野球日本代表・侍ジャパンが大会連覇に挑む第6回WBCが3月に開幕するが、米国でも今年の日本での中継を大手動画配信サービス「Netflix(ネットフリックス)」が独占配信することが懸念されている。
元ロサンゼルス・タイムズ紙記者で、今月末に創刊されるカリフォルニア・ポスト紙に移籍したディラン・ヘルナンデス記者は系列紙のニューヨーク・ポストで12日(日本時間13日)に「日本は決して歓迎していない」と指摘した。

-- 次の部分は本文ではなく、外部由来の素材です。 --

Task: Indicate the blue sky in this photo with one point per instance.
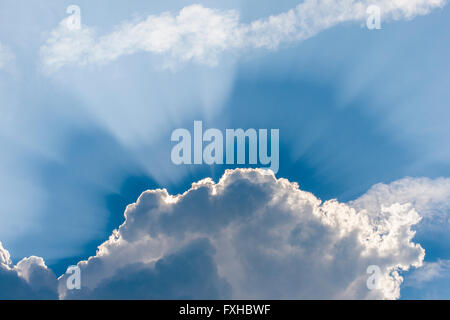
(355, 107)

同記者は前回大会決勝でドジャースの大谷翔平投手(31)が米国主将のマイク・トラウト外野手(34)を空振り三振に仕留め、侍ジャパンが優勝を決めた瞬間の関東地区の世帯視聴率が46%(ビデオリサーチ調べ)だったと紹介すると「これは単なる野球の名場面ではなく、お金には代え難い『国民的な共有体験』だった」と振り返った。
その上で有料のストリーミングサービスでしかWBCが見られなくなることを「日本は今、過去に想像さえしなかった現実と向き合わないとならない。こうした瞬間を見るために、これからお金がかかるという現実だ」と、無料の地上波放送に慣れ親しんできた日本では、多くの人が失望を感じていると伝えた。

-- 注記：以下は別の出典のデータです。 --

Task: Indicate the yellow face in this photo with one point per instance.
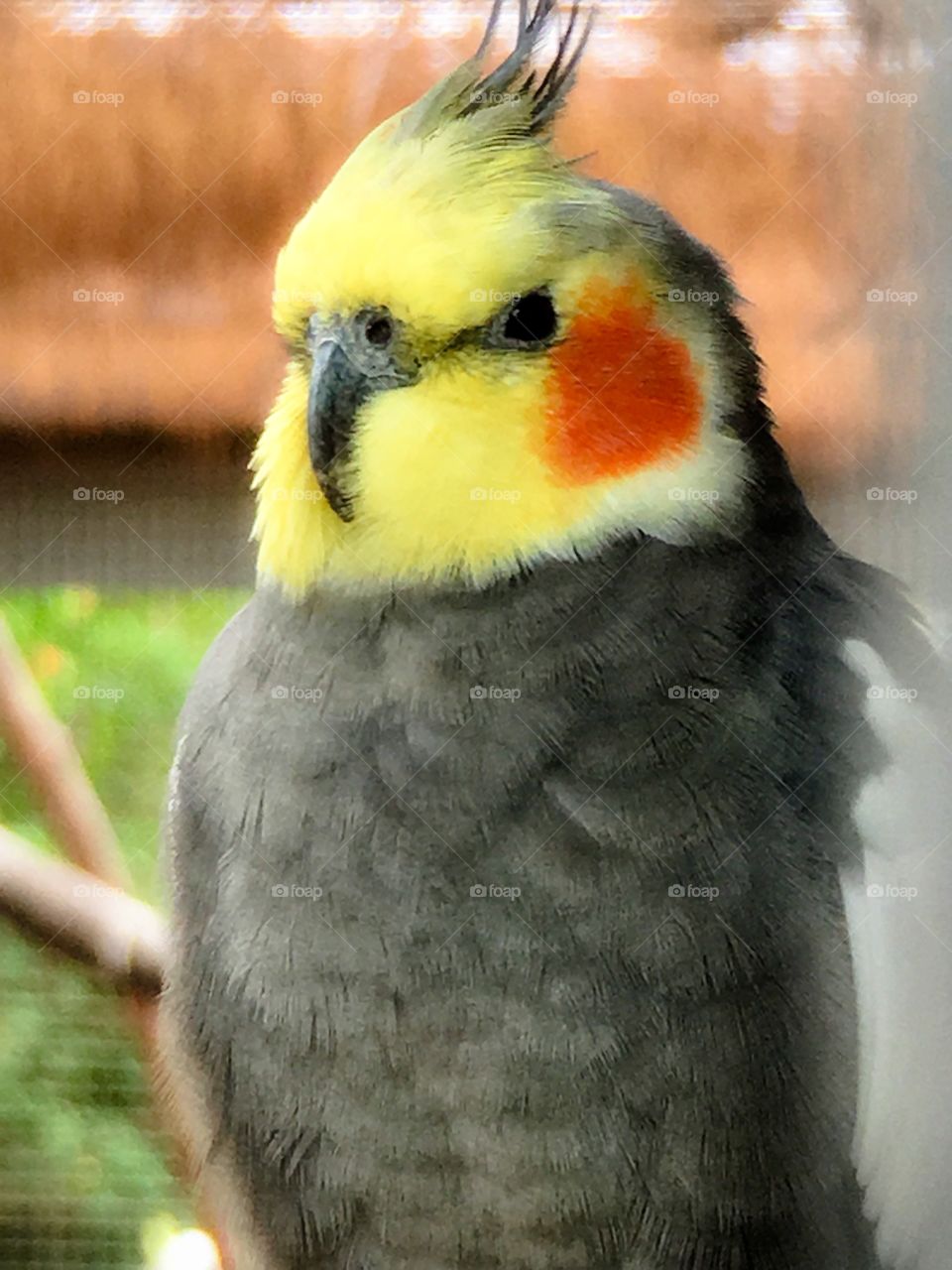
(498, 449)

2006年の第1回WBCで侍ジャパンの一員だった宮本慎也氏が「本当に残念です」と自身の公式ユーチューブで指摘したことにも触れ、「高齢のファンはネットフリックスをテレビに設定できるのか。子供たちがWBCに触れる機会を失い、かつて大谷がイチローを見て憧れたような原体験が奪われないか」という懸念も投げ掛けた。
ネトフリの料金プランは広告つきスタンダードが月額890円。ただ、2週間程度の大会を見るために加入する人がどのくらいいるか。

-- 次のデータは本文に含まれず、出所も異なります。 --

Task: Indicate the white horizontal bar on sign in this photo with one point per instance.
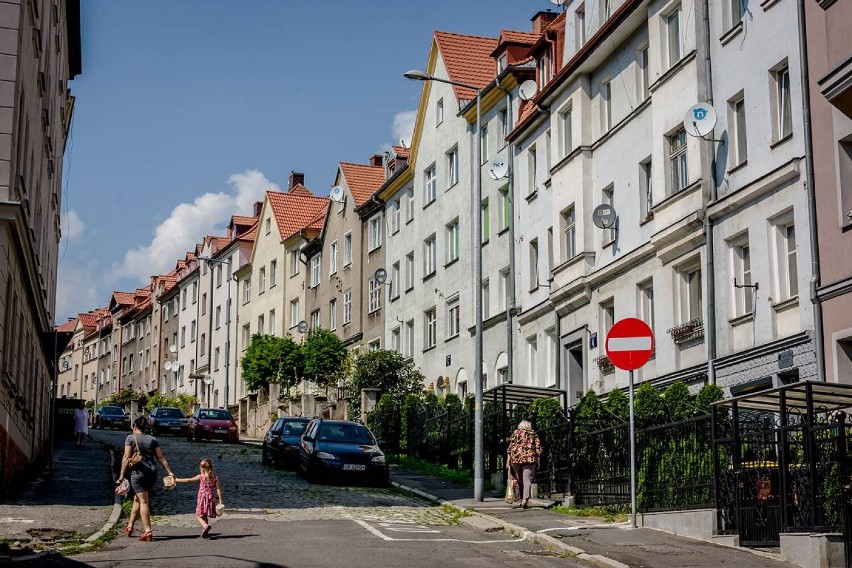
(629, 344)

モデルは昨年のドジャースとカブスが対戦した東京シリーズだ。2試合とも満員。練習見学用のチケットまで完売した。「結局のところ、地元ファンの『大谷を見たい』という欲求が、価格への抵抗感を上回った」と分析し「ネットフリックスも同じ現象を期待している」と締めくくった。二匹目のドジョウはいるか。